I am a South African citizen who applied for a work visa as a nurse in Erlangen Bavaria. I would like to know if anyone knows which office exactly does the application documents go to???? I want to contact them to enquire how long will it take to process the application,as I have applied more than a month back. I have contacted the Ausländerbehörde in Erlangen and they responded saying that it is not their area of responsibility.........so I am a bit lost at the moment. Any feedback will be great thank you!


----------



## *Sunshine* (Mar 13, 2016)

Did you apply at the Embassy or are you already in Germany?


----------



## Angelhair (Jan 19, 2021)

I am in South Africa. I applied at the Embassy here in my home country


----------



## Angelhair (Jan 19, 2021)

Hi guys, any response here ease??! I'm in a desperate situation. I need to contact someone who is responsible for the issuing of visas in Erlangen. Ausländerbehörde say that they are not responsible??? Any feedback here?


----------



## *Sunshine* (Mar 13, 2016)

You first need to find out where your documents are at the moment. You can email the BVA quoting your file number. 





__





Visaangelegenheiten







www.bva.bund.de





What addresses did you provide in your application?


----------



## Angelhair (Jan 19, 2021)

*Sunshine* said:


> You first need to find out where your documents are at the moment. You can email the BVA quoting your file number.
> 
> 
> 
> ...


I supplied my South African address. I will email them now. Let's cross fingers on this one!


*Sunshine* said:


> You first need to find out where your documents are at the moment. You can email the BVA quoting your file number.
> 
> 
> 
> ...


----------



## Angelhair (Jan 19, 2021)

Angelhair said:


> I supplied my South African address. I will email them now. Let's cross fingers on this one!

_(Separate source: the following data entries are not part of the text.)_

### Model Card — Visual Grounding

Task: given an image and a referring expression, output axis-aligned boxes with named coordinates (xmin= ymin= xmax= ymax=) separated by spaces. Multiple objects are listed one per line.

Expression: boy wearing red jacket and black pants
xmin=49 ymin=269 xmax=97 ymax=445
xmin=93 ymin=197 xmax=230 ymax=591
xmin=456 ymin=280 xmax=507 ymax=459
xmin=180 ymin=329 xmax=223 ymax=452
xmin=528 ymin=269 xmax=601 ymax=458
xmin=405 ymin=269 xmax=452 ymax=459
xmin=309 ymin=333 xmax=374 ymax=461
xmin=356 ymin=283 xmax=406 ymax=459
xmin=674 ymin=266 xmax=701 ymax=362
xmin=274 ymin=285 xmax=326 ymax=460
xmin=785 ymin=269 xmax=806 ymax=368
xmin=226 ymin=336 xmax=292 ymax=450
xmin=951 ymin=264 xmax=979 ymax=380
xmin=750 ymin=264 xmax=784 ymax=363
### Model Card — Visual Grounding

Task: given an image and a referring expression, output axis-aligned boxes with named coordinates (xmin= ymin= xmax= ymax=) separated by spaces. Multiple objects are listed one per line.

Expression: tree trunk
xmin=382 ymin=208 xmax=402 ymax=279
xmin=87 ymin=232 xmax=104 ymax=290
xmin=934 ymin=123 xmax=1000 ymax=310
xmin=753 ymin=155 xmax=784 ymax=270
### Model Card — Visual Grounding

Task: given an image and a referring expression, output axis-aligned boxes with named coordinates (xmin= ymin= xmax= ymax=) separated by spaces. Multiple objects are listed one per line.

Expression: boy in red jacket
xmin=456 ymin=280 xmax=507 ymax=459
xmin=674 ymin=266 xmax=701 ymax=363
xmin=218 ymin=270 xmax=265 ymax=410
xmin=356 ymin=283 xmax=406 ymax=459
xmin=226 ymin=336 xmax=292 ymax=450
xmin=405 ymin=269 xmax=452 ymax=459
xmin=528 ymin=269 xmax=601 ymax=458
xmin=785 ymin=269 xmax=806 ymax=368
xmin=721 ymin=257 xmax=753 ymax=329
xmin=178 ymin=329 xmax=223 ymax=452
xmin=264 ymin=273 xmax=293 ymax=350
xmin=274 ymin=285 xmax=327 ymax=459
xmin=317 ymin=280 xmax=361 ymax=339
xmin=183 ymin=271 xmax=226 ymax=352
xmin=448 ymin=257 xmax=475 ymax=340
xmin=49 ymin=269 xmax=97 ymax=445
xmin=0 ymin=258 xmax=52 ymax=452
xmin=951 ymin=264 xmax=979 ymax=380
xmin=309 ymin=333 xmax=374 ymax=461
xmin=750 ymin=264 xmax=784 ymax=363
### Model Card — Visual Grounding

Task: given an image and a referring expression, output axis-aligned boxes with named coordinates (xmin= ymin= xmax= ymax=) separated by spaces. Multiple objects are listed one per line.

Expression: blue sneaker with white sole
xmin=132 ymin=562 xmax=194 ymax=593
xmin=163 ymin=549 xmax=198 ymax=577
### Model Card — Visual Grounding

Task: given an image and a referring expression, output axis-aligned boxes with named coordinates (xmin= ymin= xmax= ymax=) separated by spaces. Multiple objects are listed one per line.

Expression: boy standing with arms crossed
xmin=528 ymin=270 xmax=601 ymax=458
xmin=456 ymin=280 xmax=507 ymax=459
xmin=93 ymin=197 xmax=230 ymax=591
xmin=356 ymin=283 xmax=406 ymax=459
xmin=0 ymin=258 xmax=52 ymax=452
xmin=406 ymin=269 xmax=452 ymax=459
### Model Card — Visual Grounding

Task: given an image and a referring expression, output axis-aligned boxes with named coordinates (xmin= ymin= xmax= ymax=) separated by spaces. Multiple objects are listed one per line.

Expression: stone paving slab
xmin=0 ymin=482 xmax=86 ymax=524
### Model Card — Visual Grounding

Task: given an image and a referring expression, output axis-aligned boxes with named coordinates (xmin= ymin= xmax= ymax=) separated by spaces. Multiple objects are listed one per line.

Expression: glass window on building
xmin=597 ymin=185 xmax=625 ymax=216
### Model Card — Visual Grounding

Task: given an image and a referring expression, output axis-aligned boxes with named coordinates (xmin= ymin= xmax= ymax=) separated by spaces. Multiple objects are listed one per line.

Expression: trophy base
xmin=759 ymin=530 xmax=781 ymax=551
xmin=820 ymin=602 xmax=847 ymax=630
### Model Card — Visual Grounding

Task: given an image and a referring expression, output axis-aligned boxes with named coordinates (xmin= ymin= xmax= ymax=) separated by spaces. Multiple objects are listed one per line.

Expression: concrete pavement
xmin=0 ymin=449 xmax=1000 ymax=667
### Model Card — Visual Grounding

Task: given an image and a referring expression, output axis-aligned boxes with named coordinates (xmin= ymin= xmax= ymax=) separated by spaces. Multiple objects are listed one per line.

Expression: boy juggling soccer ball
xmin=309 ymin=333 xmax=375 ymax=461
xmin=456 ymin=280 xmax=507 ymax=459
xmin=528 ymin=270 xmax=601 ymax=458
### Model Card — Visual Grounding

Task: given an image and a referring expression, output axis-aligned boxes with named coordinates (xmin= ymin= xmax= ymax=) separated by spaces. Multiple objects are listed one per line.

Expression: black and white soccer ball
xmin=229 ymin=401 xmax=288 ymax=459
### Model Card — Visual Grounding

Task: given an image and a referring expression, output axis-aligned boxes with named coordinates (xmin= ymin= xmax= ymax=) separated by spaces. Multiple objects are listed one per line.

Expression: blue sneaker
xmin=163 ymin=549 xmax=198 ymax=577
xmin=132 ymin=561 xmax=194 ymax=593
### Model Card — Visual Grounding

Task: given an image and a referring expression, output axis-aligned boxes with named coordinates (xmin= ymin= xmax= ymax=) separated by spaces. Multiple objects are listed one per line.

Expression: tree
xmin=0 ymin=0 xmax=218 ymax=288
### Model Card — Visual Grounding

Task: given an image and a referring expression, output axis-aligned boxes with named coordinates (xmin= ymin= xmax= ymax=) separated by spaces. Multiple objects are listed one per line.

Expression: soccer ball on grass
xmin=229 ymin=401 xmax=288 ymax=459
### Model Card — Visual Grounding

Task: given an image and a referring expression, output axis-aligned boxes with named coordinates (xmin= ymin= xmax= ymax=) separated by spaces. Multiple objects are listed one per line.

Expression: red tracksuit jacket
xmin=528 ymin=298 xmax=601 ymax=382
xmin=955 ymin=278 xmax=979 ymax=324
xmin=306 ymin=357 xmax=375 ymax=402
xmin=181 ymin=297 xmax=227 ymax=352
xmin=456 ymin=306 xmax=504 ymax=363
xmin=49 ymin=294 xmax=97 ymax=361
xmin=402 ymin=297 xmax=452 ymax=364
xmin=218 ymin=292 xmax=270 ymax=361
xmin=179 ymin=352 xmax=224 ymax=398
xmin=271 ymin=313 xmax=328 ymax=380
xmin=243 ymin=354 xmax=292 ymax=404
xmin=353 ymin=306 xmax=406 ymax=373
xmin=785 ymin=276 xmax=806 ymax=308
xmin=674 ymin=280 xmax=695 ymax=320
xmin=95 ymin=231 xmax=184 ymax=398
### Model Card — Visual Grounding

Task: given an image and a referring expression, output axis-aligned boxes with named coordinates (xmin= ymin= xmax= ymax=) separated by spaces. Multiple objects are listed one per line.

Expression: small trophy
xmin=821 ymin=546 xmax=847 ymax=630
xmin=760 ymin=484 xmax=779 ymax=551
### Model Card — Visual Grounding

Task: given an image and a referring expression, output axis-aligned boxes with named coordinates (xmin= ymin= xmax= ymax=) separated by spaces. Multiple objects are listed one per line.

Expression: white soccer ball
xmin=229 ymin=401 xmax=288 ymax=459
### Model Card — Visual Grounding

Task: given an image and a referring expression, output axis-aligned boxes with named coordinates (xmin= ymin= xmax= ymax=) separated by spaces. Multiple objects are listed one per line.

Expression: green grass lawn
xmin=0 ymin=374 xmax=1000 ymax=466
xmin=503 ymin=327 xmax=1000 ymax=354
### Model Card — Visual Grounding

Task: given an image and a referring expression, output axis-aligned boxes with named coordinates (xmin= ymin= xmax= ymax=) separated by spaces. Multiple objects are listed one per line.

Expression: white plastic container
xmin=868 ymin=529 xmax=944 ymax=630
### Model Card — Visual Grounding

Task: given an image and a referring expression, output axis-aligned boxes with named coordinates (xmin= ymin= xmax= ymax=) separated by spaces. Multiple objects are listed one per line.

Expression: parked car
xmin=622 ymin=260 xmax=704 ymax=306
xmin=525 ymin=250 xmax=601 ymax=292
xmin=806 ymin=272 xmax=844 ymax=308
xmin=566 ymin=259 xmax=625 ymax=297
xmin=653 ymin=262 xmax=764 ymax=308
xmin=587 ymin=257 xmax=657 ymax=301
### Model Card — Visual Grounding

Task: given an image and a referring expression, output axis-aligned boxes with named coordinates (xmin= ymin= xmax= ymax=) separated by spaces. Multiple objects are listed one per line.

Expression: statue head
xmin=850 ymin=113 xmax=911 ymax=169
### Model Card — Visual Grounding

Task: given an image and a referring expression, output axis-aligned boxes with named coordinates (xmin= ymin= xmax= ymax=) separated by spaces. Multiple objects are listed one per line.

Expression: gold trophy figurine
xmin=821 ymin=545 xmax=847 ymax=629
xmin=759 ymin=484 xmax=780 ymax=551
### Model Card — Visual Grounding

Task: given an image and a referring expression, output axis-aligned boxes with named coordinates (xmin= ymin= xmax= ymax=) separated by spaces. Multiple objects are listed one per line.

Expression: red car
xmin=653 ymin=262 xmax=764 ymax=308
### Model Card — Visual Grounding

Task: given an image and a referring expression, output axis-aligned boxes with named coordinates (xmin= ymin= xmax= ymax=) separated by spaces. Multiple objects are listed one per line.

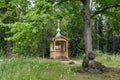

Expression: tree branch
xmin=91 ymin=4 xmax=120 ymax=17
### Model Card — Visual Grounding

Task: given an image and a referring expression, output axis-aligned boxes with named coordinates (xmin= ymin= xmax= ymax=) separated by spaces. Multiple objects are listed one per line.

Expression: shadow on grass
xmin=71 ymin=67 xmax=120 ymax=75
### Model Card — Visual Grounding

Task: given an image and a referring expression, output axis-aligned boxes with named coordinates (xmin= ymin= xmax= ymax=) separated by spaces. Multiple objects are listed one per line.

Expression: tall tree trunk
xmin=6 ymin=40 xmax=11 ymax=58
xmin=82 ymin=0 xmax=92 ymax=55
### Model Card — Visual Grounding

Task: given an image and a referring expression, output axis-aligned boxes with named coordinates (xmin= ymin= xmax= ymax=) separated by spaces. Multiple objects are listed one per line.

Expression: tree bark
xmin=82 ymin=0 xmax=92 ymax=55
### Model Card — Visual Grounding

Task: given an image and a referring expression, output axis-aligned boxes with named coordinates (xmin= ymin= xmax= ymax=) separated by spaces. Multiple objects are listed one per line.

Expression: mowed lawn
xmin=0 ymin=55 xmax=120 ymax=80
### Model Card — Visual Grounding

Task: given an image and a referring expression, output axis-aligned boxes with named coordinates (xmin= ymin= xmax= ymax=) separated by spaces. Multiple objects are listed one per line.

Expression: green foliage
xmin=0 ymin=55 xmax=120 ymax=80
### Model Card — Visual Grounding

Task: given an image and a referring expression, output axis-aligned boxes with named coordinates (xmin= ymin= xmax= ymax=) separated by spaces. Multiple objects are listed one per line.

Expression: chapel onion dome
xmin=56 ymin=27 xmax=61 ymax=37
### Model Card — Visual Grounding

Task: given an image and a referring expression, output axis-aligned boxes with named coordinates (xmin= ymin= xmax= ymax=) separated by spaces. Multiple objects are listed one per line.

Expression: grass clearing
xmin=0 ymin=55 xmax=120 ymax=80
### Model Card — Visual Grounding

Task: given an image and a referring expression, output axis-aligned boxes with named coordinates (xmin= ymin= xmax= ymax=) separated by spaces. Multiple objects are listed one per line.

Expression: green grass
xmin=0 ymin=55 xmax=120 ymax=80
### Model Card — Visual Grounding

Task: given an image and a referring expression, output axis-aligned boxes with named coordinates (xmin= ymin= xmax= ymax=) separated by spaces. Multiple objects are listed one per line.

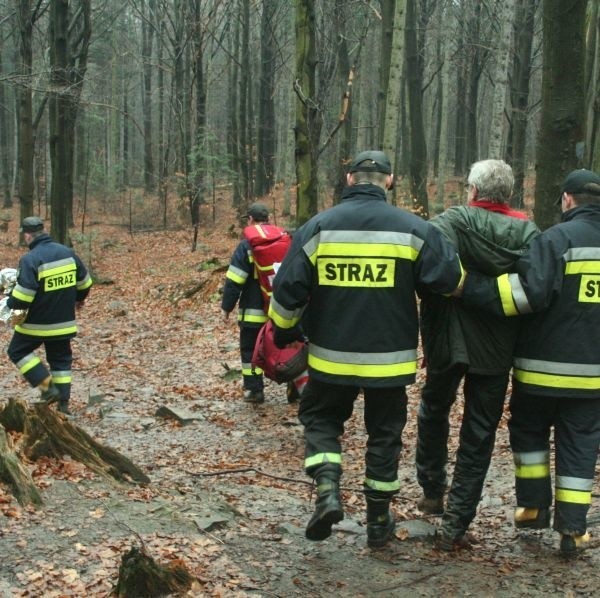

Hey there, i have located the application documents In Bundesagentur für Arbeit, Erlangen.I have tried contacting them however they do not answer the phones, and I have sent an email with no response.Is there any one of superior authority I can contact to find out the exact status of my visa application?? It has been more than 6 weeks now and I have not received any response from them. 
Please assist urgently, I will appreciate this.


----------